'Skin Contact Zizifredo' Frederic Cossard 2022
Artesanales
Vinos rarosEl 'Skin Contact Zizifredo' de Frederic Cossard es un blanco macerado muy fino, un vino ‘sui generis’ para una bodega borgoñona. Las uvas son adquiridas de hábiles viticultores artesanales y luego vinificadas por la sabia mano de Cossard. El resultado es un experimento exitoso: intensos toques cítricos se encuentran con intrigantes aromas de té negro y salinidad en la nariz. En boca presenta una ligera tannicidad, sorprendente salinidad y mucho jugo, para un sorbo siempre fino, fresco y de gran persistencia. Extravagante pero de gran clase
El ‘Skin Contact Zizifredo’ del productor borgoñón Frederic Cossard del Domaine de Chassorney es un vino blanco macerado con una personalidad absolutamente única, a veces extravagante, elaborado a partir de una inusual mezcla de Grenache Blanc y Muscat d’Alexandrie, siendo este último un sinónimo de Zibibbo, símbolo vitícola de la isla de Pantelleria. Este vin de négoce, expresión que indica un vino producido con uvas compradas, nace del deseo de experimentar de Frederic, quien para el ‘Zizifredo’ compra los racimos a amigos viticultores de confianza del sur de Francia. El curioso apelativo de esta etiqueta evoca el “Fred Zizi”, un aperitivo muy de moda en los primeros años ’30 del siglo pasado, formando un juego de palabras con el apodo de Frederic: Fredo.
Frederic Cossard ‘Skin Contact Zizifredo’ proviene de un ensamblaje de uvas Grenache Blanc y Zibibbo, vinificadas a través de una prolongada maceración pelicular. En particular, la fermentación alcohólica se lleva a cabo con levaduras indígenas y se realiza entre cubas de acero y contenedores de cemento. Una vez finalizado el proceso fermentativo, el vino se coloca a envejecer durante 9 meses en huevos de cemento y finalmente se embotella sin filtración y sin ninguna adición de sulfitos.
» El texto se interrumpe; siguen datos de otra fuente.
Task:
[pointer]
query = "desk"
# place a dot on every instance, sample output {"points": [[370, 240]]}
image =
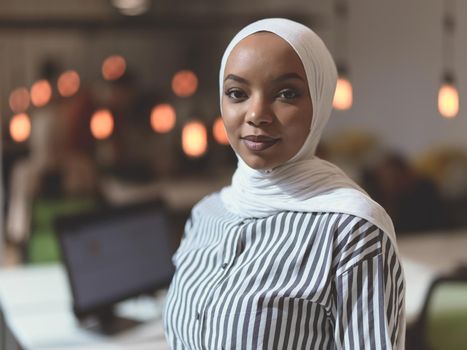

A la vista, el ‘Skin Contact Zizifredo’ de Frederic Cossard impacta por su intenso y soleado aspecto ámbar. Rico y cautivador el espectro aromático, definido por notas de cáscara de naranja, durazno en almíbar, albaricoque, membrillo, flores silvestres, hierbas aromáticas y té negro, con toques yodados de fondo. El sabor se muestra sabroso y estructurado, con un tanino delicado acompañado de una marcada frescura cítrica que aporta una dimensión viva y jugosa al vino. En el persistente final, regresan las sensaciones frutales y florales percibidas en nariz.